Another type of valuable partnership can be found in affiliating with the existing programs of a chosen educational institution.
For example, St. Catherine's Center for Sales Innovation partners with companies to improve sales management by enhancing
efficiency in recruitment, selection, acquisition, training, leadership development, and retention of performance-ready, effective
and ethical business leaders. Partner companies have the opportunity to participate in industry consortia through which they
connect with students, faculty, and alumnae. This is facilitated through multiple channels, including industry executive and
operational boards, sales forums, classroom activities, mentoring programs, internships, career fairs, and alumnae groups.
St. Catherine's Leadership Women in Sales program is one of the college's continuing education offerings, which supports the
advancement of women and aims to develop and refine students' leadership skills.

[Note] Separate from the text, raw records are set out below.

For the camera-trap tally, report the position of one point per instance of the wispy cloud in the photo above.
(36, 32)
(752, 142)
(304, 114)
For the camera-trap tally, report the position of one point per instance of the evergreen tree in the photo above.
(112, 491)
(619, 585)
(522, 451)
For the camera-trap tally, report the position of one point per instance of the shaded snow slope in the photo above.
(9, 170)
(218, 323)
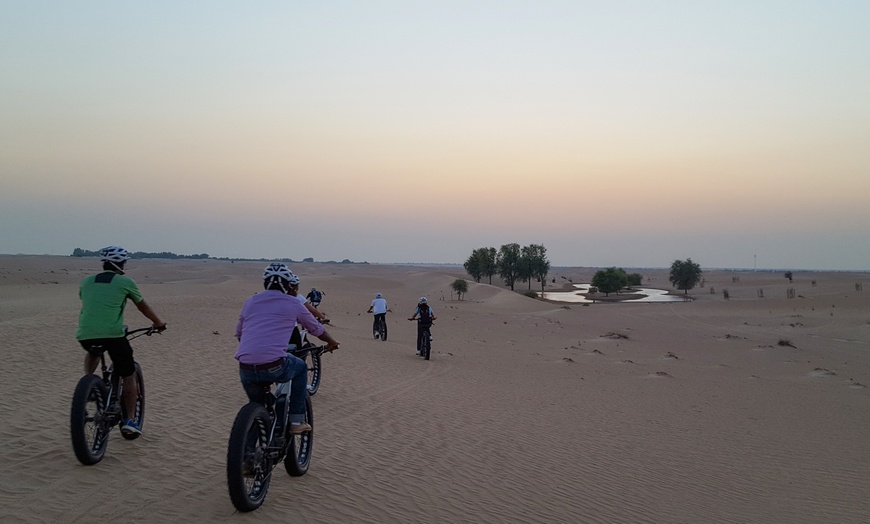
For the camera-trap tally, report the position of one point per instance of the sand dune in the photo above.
(752, 409)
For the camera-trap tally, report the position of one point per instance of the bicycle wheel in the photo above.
(315, 371)
(139, 417)
(299, 448)
(87, 425)
(249, 470)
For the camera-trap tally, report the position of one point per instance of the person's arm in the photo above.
(149, 313)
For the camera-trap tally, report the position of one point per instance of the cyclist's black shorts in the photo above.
(119, 351)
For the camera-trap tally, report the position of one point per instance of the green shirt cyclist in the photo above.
(101, 324)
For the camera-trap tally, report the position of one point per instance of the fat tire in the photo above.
(249, 471)
(299, 447)
(140, 405)
(89, 435)
(315, 371)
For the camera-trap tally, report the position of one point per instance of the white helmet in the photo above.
(278, 273)
(114, 254)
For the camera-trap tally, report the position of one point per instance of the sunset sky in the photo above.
(623, 134)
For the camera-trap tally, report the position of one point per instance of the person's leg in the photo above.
(91, 362)
(297, 372)
(124, 366)
(91, 358)
(131, 394)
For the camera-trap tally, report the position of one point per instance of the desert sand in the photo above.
(751, 409)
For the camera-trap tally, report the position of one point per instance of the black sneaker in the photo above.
(131, 429)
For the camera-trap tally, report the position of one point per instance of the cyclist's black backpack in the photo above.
(425, 317)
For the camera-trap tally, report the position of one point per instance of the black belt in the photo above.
(261, 367)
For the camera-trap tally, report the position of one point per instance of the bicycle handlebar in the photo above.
(310, 349)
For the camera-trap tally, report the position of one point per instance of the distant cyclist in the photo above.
(265, 326)
(379, 308)
(315, 296)
(101, 324)
(424, 317)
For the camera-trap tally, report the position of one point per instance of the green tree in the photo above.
(540, 266)
(508, 263)
(460, 286)
(525, 265)
(685, 274)
(609, 280)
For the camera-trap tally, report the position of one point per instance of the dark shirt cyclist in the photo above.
(426, 316)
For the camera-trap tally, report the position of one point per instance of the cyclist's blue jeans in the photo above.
(293, 369)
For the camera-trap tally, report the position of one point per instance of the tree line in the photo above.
(511, 262)
(684, 275)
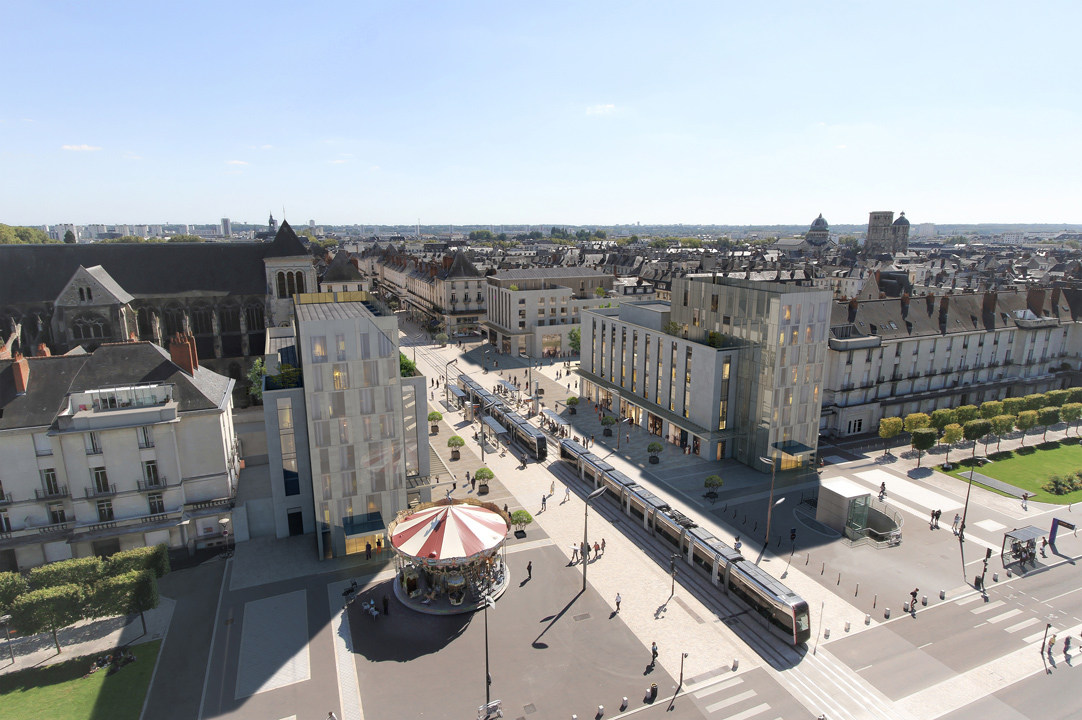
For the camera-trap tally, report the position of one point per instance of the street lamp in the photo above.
(585, 518)
(769, 508)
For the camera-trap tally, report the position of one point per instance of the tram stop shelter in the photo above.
(1023, 544)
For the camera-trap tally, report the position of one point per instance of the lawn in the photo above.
(1028, 468)
(60, 692)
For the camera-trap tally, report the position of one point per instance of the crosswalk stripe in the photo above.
(718, 688)
(733, 701)
(750, 712)
(985, 609)
(1008, 614)
(1023, 625)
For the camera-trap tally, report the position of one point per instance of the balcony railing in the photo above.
(101, 492)
(45, 494)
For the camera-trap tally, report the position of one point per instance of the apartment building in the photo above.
(889, 357)
(347, 439)
(123, 447)
(532, 311)
(731, 369)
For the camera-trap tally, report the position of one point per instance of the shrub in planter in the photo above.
(654, 448)
(454, 442)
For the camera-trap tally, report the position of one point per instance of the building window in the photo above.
(56, 513)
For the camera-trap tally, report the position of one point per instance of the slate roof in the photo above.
(38, 273)
(116, 364)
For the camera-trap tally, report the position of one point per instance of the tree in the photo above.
(889, 429)
(974, 430)
(255, 374)
(12, 585)
(1014, 405)
(1047, 417)
(952, 435)
(712, 483)
(923, 439)
(916, 421)
(991, 408)
(49, 609)
(520, 519)
(966, 413)
(1034, 402)
(1025, 421)
(941, 418)
(1070, 413)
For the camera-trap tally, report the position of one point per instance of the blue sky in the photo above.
(582, 113)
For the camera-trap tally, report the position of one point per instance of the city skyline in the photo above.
(599, 115)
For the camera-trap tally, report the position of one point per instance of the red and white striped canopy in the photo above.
(449, 532)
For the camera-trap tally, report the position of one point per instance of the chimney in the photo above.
(22, 370)
(180, 352)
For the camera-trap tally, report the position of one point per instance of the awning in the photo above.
(493, 426)
(555, 418)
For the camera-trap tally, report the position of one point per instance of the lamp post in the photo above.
(769, 508)
(585, 518)
(4, 620)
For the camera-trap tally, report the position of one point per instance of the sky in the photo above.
(523, 113)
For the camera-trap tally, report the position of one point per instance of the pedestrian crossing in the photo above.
(724, 698)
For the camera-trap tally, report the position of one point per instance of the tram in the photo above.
(524, 434)
(780, 610)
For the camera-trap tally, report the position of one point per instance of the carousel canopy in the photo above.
(449, 532)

These connections provide multiple opportunities for partner companies to gain valuable information and increase the effectiveness
of their employees, while providing St. Catherine's with important information necessary to sharpen its sales curriculum to
continue to deliver content that meets the business needs of the industry. "Factors for successful partnerships include shared
values, a strong commitment to leadership development, and connections at the operational level and throughout various levels
of both organizations," says Deborah Stewart, medical sales program manager for the Center for Sales Innovation.

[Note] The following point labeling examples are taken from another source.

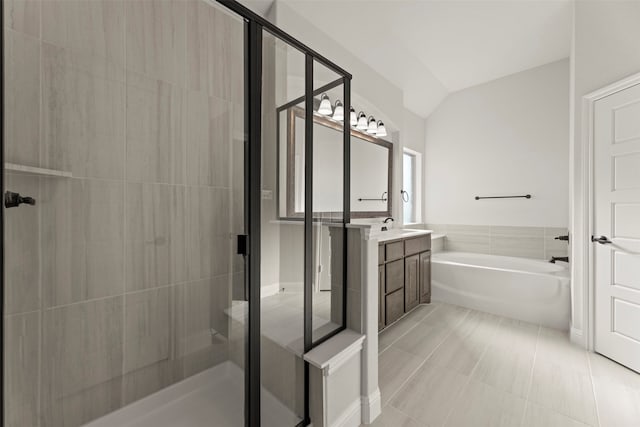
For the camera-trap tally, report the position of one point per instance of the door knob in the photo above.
(11, 200)
(603, 240)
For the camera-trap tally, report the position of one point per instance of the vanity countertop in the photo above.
(402, 233)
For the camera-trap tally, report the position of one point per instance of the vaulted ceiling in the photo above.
(427, 47)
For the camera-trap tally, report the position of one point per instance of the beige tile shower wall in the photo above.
(527, 242)
(117, 280)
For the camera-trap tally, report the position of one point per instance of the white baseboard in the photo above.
(350, 417)
(577, 337)
(371, 407)
(291, 286)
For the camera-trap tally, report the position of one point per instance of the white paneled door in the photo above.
(617, 226)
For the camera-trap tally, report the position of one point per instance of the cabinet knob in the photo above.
(12, 200)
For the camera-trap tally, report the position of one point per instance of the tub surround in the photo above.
(526, 242)
(534, 291)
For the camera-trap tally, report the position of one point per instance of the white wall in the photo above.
(606, 49)
(369, 90)
(506, 137)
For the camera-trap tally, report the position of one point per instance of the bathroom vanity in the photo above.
(404, 274)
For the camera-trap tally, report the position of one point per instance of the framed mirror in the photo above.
(371, 169)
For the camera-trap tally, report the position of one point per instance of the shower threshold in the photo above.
(212, 397)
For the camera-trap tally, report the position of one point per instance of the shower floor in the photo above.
(216, 394)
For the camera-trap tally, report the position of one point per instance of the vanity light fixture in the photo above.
(353, 119)
(382, 131)
(362, 121)
(338, 111)
(372, 128)
(325, 105)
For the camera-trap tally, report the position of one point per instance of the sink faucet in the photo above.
(386, 220)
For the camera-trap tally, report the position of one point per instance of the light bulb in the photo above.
(362, 121)
(325, 105)
(338, 111)
(372, 128)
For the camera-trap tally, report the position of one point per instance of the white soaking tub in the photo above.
(535, 291)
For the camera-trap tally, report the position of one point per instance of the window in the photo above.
(411, 171)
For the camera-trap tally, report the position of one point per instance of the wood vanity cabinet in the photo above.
(404, 277)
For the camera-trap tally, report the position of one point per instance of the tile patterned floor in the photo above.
(444, 365)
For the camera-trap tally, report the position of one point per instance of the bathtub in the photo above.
(531, 290)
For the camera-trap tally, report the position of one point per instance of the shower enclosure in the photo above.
(148, 279)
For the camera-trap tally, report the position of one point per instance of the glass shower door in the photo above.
(124, 124)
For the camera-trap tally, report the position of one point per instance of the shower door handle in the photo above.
(12, 200)
(603, 240)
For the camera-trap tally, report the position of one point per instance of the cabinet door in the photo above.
(381, 299)
(411, 282)
(425, 277)
(394, 306)
(394, 276)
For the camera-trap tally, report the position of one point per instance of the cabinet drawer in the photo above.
(417, 245)
(394, 306)
(394, 276)
(394, 251)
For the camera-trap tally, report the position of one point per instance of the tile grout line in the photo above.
(424, 362)
(123, 365)
(39, 387)
(593, 390)
(484, 352)
(407, 331)
(533, 366)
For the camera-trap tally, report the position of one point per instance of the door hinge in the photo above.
(243, 244)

In their efforts to prepare students to be effective Information Age employees, colleges and universities often investigate
the cutting edge technological innovations. This benefits the companies working with them to train their employees. Whether
it's new systems for business process management or the most recent advances in online learning environments, universities
can serve as the proving ground before industry adopts technological innovations. Companies' virtual exploration of emerging
technological systems helps them make informed investment decisions based on extensive research—and without significant cost.
Partnerships and Accreditation
Corporation-education partnerships offer a unique benefit when employee participants earn college credit for corporate training
programs. Employees who complete training in these types of programs gain credibility among peers and clients alike. Often,
reviewed courses may be applied toward advanced degrees, such as a master's, which can help with career advancement down the
Several organizations help companies gain credit for their corporate educational programs. One such example is the American
Council on Education (ACE), the major coordinating body for all the nation's higher education institutions. Groups or organizations
that offer training programs seek the expertise of the ACE's College Credit Recommendation Service (CREDIT) to add the value
of college credit recommendations as an incentive for their students. Organizations must complete a Quality Assurance Questionnaire
that describes the systems being used to develop and administer the courses. Specific information about the types of courses
to be reviewed must also be provided, including the course objectives, learning outcomes, methods of instruction, and any
prerequisite courses. ACE CREDIT then selects a team—college faculty who teach courses in the areas covered by the corporate
educational program—to review the course content. If it is equivalent to that of similar courses offered by higher education
institutions, college credit recommendations are made. These credit recommendations are then available via ACE transcripts
to colleges and universities that frequently accept them as transfer credit toward a student's degree program. When a company
is looking to choose an academic partner, Jo Ann Robinson of the ACE recommends, "Once the need is identified, corporations
should find an educational partner that will be appropriate to meet the needs and goals of the program."